An advantage that the world model would have (and shares with a good human DM) is that everything is an interactable, and the players get to pick what they think is interesting. If everything is improv with a loose skeleton around it, you don’t have to predict as far out. I think world model generated games, if they even become a thing, will be quite a bit worse than conventionally designed ones for a long time (improv can be quite shallow!) but have a lot of potential if they work out.
FromSoft is an interesting example. They make the game more believable by having extremely missable quests, just, most of them don’t block progress through the game, and you usually stumble across enough side quests naturally (although IMO the density was too low in Elden Ring, their system showed a bit of weakness in the less-guided context). The plot is pretty vague, but the vibes tell enough of a story that you don’t really mind. It’s sort of improv/pen-and-paper but the player’s imagination is doing the job of the DM.
Yes, we haven't gone that far with creating consciousness yet, but there is gonna be a lot of money around neural computing devices for consumers in the coming decades, so that will speed up knowing what sense data you need for consciousness.
for example, I am 100% certain that ANY model could write a better Dragon Age sequel than the rotting corpse of Bioware did, because only humans can despise their audience and their source material. an LLM would dutifully attempt to produce more of the thing rather than 're-imagine' the thing for 'the modern audience'.
Many of the most popular games in the past decade are procedurally generated and have nothing “intentionally” placed (apart from tuning/tweaking the balance of the seeding algorithms).
I think you underestimate the intentionality that goes into developing procedural generation. Something like Dwarf Fortress isn't "place objects randomly" - it is layers upon layers of carefully crafted systems that build upon each other to produce specific patterns of outcome
Are video game developers using these systems in their workflows? Would love to learn more!
Also, will this run on RTX 4090 with 24GB memory?
Thank you!
The 'Refiner' effect seems to do the opposite if the examples are representative as in all cases the 1-st stage images look better than the 'refined' ones.

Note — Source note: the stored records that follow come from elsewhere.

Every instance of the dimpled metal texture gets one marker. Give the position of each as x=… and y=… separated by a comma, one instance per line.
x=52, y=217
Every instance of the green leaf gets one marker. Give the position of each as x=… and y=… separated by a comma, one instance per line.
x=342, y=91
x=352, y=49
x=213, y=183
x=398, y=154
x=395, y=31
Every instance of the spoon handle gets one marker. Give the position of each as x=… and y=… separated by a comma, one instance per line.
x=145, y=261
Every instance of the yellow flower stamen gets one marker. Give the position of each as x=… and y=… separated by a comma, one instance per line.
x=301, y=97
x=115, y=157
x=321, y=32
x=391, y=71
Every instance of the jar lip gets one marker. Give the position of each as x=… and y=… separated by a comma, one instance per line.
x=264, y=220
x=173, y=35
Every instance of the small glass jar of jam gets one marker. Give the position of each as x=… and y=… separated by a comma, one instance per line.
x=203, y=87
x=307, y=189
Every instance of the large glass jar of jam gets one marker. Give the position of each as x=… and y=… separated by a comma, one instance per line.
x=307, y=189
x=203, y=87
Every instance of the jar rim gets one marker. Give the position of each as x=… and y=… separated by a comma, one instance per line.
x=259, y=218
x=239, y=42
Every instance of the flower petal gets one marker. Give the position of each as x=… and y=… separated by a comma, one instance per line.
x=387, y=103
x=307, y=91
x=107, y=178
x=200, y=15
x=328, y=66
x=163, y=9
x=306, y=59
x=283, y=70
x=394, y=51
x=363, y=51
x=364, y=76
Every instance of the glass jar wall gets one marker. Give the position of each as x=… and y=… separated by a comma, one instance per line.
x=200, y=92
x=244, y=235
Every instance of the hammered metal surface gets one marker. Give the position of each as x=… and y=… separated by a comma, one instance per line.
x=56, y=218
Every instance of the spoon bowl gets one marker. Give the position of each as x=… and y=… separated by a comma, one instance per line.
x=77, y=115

Less clutter, more realistic, less 'cowbell' for those who know the phrase.
There’s no doubt they’re technically impressive, but what does one do with it?
This one is probably too small to be useful for that, and not diverse enough? But I could be wrong.
Imagine playing Read Dead Redemption 2 and you attempt to ride your horse from Saint Denis to Valentine and Valentine no longer exists, or is a completely different town located half a mile off from where it was originally.
I just don't see how this would work...
In this case, what looks interesting is the one minute coherence and the massive speedup - they claim 36x over open models with similar capabilities. You can tell they aren’t aiming for state of the art visuals — looks very SD 1.5 in terms of the output quality.
Seedance 2.0, Kling 3 are regarded the best closed source video models we have. I have subscribed to a few AI video subreddits, consensus atm is they are good for anything but long form videos with humans.
No surprises that we're very good at spotting even the most subtle differences while looking at other people.